The other side is they didn't know it was only old women in the home.
It's also entirely possible the warrant was unjustifiably a high risk warrant. In that case, SWAT could serve the warrant, and you get this situation. But that's not SWAT's fault.
Obviously it's no one's fault. We should just accept things the way they are and change nothing.
I'm not saying that, you'd want to find out why the warrant was high risk or deserved a SWAT response. Someone made that call, and it may not have been SWAT themselves. And you should take actions to ensure it doesn't happen again and hold them accountable. If you find abuse of power, you need to get rid of that person.

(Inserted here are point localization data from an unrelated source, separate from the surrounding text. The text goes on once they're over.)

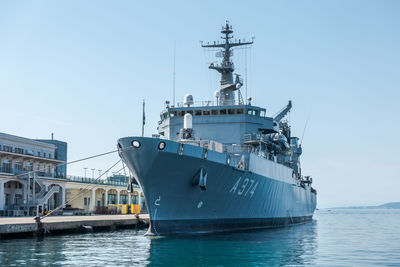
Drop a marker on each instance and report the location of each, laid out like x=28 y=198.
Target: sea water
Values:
x=353 y=237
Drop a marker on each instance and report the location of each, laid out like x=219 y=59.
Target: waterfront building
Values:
x=32 y=173
x=91 y=195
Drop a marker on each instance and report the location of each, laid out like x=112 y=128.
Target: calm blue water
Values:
x=334 y=238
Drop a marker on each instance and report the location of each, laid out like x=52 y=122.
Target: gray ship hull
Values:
x=233 y=199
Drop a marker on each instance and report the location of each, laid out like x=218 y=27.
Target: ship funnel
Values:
x=187 y=121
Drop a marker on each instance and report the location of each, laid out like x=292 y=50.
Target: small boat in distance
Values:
x=220 y=166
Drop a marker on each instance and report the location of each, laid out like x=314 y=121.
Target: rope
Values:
x=71 y=162
x=82 y=190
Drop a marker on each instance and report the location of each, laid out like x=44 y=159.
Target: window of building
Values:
x=7 y=148
x=112 y=199
x=19 y=150
x=18 y=167
x=6 y=166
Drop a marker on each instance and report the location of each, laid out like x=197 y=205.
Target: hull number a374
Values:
x=244 y=188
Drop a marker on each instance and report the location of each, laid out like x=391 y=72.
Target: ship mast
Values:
x=226 y=68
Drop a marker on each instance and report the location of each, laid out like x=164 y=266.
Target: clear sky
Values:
x=80 y=69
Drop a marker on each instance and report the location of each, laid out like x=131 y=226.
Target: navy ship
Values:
x=220 y=165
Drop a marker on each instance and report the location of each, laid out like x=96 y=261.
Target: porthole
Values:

The key theme here is that you usually don't get all of the details about why things happened. Sometimes it's honest mistakes. Sometimes it's abuse of power. Sometimes there's miscommunication.
I further believe that this lack of justification is routine. Even if there was a good reason, that do this routinely without being either compelled or persuaded to supply it is by itself evidence our police are militarized.
American police collectively lost a lot of trust and authority. Obviously the most significant aspect is actually murdering people like George Floyd in plain sight while wearing a badge. But dangerous stunts like this are a contributor as well. Do they want to regain our trust?
These kinds.
I'm going to reiterate that it could have been overkill or poor judgment and that we don't have all of the information.